I love the invocation of love – love as disruptive. I think about this in similar terms in relation to Cage, namely that love is something illegible and nonsensical that pushes, pulls, ties up, and liberates subjects (becoming-subjects or just coming-subjects). However, “love” is this big and empty signifier: an aporia of projection – one person’s “love” is another person’s Hallmark card. I guess I’m asking where this “common” is located. Where on earth are these spaces of revolutionary potential – such as Bey’s TAZ, Foucault’s heterotopia, or Hardt and Negri’s common – supposed to be hidden? (I’m sitting in a coffee shop while I’m typing this and I know this is NOT the common). If the common is a space of postanarchism (and it destabilizes and deterritorializes hegemonic structures of culture and language), then it needs to be un-common. The illegibility needs to be graffitied on the walls, or are there walls? My issue has always been that these liminal spaces of resistance are typically abstract: insofar as Foucault offers examples of heterotopias, one wonders if these examples truly encompass his self-declared definition. Does writing happen in the common? Does love?

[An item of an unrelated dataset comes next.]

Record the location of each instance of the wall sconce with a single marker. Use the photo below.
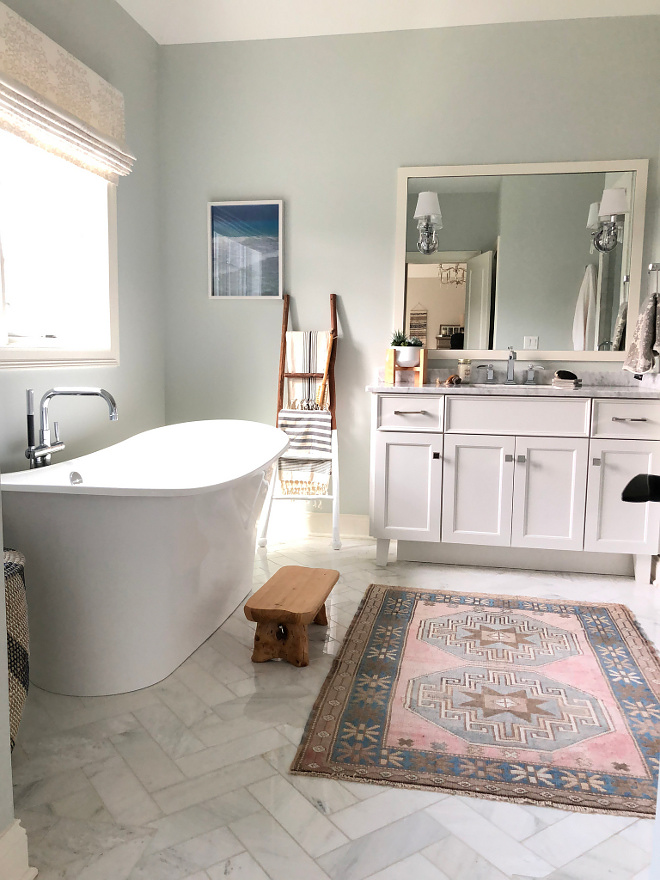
(613, 203)
(429, 220)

I’m wondering if this inability to speak the location of the “common” might actually be construed as an advantage — or at least as a strategy for avoiding the space’s incursion and reification by corporate profit-making schemes, governmental repression, or both. For me, the magic of anarchism lies in the fact that the forms resistance will take can’t be dictated in advance, since they arise out of dialogue and shifting participant constituencies. For historical accounts, this requires unflagging inductiveness and collective authorship. But literary theorizing presents a more difficult methodological issue, precisely *because* it’s theorizing — I’m not sure what the most rigorous way to address this issue might be, but it’s definitely something I struggle with in my own work.
I would absolutely agree that the inability to speak the location of the common is an advantage, but I also share Sean’s frustration with the fact that the inherent deterritorialization of the common renders it annoyingly abstract. Love indeed happens there, “writing” may or may not.
Your point about theory and methodology is an interesting one, too. I often wonder if my attempts to transcribe these moments of the common, of a radically communal textual relationship, could ever do anything except stratify what might otherwise be in flux. From what all three of us are saying here, it would seem that we all share these frustrations. And none of us have answers.
Thank you for all your responses, Dani. Your distinction between Fish/Anderson and the common, as you imagine it, is fantastically useful. I hope we cross paths at a conference in the future! Til then, I look forward to continued installments of your work.